第93回東京箱根間往復大学駅伝競走(往路成績)
区間 距離 名前 記録 区間順位
1区 21.3キロ 武田凜太郎 1時間03分59秒 3位
2区 23.1キロ 永山博基 1時間08分50秒 10位
3区 21.4キロ 平和真 1時間03分32秒 2位
4区 20.9キロ 鈴木洋平 1時間03分50秒 3位
5区 20.8キロ 安井雄一 1時間14分07秒 4位
早大 往路 5時間34分18秒 第2位

相楽豊駅伝監督(平15人卒=福島・安積)

――きょうのレースを振り返っていかがですか

自分たちの力をしっかり出して、先頭、あるいは先頭近くでいくというのがプランでしたので、その範囲内に収めてくれたと思っています。順位が良かった、悪かったという見方はあると思いますが、自分たちの力はしっかり出せました。それでも青学大さんは田村和希くんなどの主力を残していても強いチームだな、と。ですがうちも復路に良いメンバーが残っていますので、気を緩めることなくしっかり反撃していきたいと思います。

――往路で特にポイントになった選手は

やっぱり平(和真駅伝主将、スポ4=愛知・豊川工)でしょうね。永山(博基、スポ2=鹿児島実)もよく頑張ってくれましたが、混戦の中から抜け出してくれましたので。5人全員が頑張ったので褒めてあげたいですし、中でも平はキャプテンらしい走りをしてくれたと思います。

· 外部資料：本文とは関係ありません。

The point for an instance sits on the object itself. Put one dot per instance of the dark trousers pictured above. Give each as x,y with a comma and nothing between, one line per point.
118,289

――トップの青学大とは33秒差ですが、復路はどのように戦っていきますか

下り(の6区)はしのがないといけないのですが、30秒差なので1区間でひっくり返ることもあります。平地の4区間も含め、全日本(全日本大学駅伝対校選手権)から貫いてきた、全員が数秒を削り出す走りというのを見せていきたいと思います。